To my MiL, the prospect of being on her own overnight was terrible. My FiL had a career that meant this only happened around three times in their 40 year marriage so it was a huge deal.
It followed that when my DH was working away, she would call me every night, to check I was ok and offer to have me to stay or alternatively, both of my PiL would come to me. I was very short with her and after a year or so, didn't answer her calls or return them. The message seemed to be sinking in until DC began to arrive and her mission began in earnest again. I ignored. She told DH he should find alternative employment since his job involved travel and that was not on with DC on the scene! She was saying/doing all this from the direction of her own neediness, not manipulation, all be it hugely misplaced. It was the way she felt, and she was unable to believe for many years that for me, not only was it fine, I actually relished being able to slob out and do things in a totally selfish manner.
I realise phone calls are very different to turning up. The ops Mil is out of order, but I do think she could be projecting her own neediness in her behaviour to the op.

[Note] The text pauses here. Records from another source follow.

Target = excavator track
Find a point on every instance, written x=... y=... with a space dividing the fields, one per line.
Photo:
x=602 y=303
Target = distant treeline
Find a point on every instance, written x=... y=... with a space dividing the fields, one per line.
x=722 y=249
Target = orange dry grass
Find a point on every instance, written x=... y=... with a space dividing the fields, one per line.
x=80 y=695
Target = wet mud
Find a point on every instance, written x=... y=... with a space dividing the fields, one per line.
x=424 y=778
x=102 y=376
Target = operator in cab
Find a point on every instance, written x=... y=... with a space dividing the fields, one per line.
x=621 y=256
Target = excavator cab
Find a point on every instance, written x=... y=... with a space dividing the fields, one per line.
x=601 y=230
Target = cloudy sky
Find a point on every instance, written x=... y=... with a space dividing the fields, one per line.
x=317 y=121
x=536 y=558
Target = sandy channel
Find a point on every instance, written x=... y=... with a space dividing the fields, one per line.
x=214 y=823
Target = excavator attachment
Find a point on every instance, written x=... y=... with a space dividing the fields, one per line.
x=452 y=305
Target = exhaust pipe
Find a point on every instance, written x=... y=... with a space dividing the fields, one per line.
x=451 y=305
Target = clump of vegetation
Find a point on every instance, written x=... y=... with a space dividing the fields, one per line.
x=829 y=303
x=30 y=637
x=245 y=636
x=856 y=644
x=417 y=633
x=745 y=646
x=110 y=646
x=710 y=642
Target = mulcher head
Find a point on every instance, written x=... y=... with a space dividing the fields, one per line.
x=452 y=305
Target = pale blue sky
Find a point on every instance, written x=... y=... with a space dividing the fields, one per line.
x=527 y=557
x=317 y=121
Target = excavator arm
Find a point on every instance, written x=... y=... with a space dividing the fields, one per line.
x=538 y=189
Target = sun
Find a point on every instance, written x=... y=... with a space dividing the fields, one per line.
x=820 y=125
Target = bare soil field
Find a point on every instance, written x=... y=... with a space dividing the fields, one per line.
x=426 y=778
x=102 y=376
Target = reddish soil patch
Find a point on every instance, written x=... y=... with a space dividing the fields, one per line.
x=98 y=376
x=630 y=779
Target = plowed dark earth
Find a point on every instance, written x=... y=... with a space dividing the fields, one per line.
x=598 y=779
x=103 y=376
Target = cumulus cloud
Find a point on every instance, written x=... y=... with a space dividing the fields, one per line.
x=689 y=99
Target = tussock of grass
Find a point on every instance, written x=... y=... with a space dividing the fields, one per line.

ItsNachoCheese · 15/06/2017 18:49

Id get a double lock on my door to stop her getting in 😂

AmberStClare · 15/06/2017 18:49

frogs he used to take a plate of cheese and biscuits to bed with him if he had been out for an evening, made by MIL of course. He didn't take long to lick into shape and turn into a normal functioning adult.

OP posts:
NilesCrane · 15/06/2017 18:49

I don't know anyone in RL who would even consider travelling a two hour train journey, relying on getting keys from NDN and planning to stay over night in someone else's house.

Me neither.

Didiusfalco · 15/06/2017 18:50

Oh she sounds like a nightmare- don't back down though, it will only encourage her.

debbs77 · 15/06/2017 18:51

I'm gobsmacked!!! Well done to you though!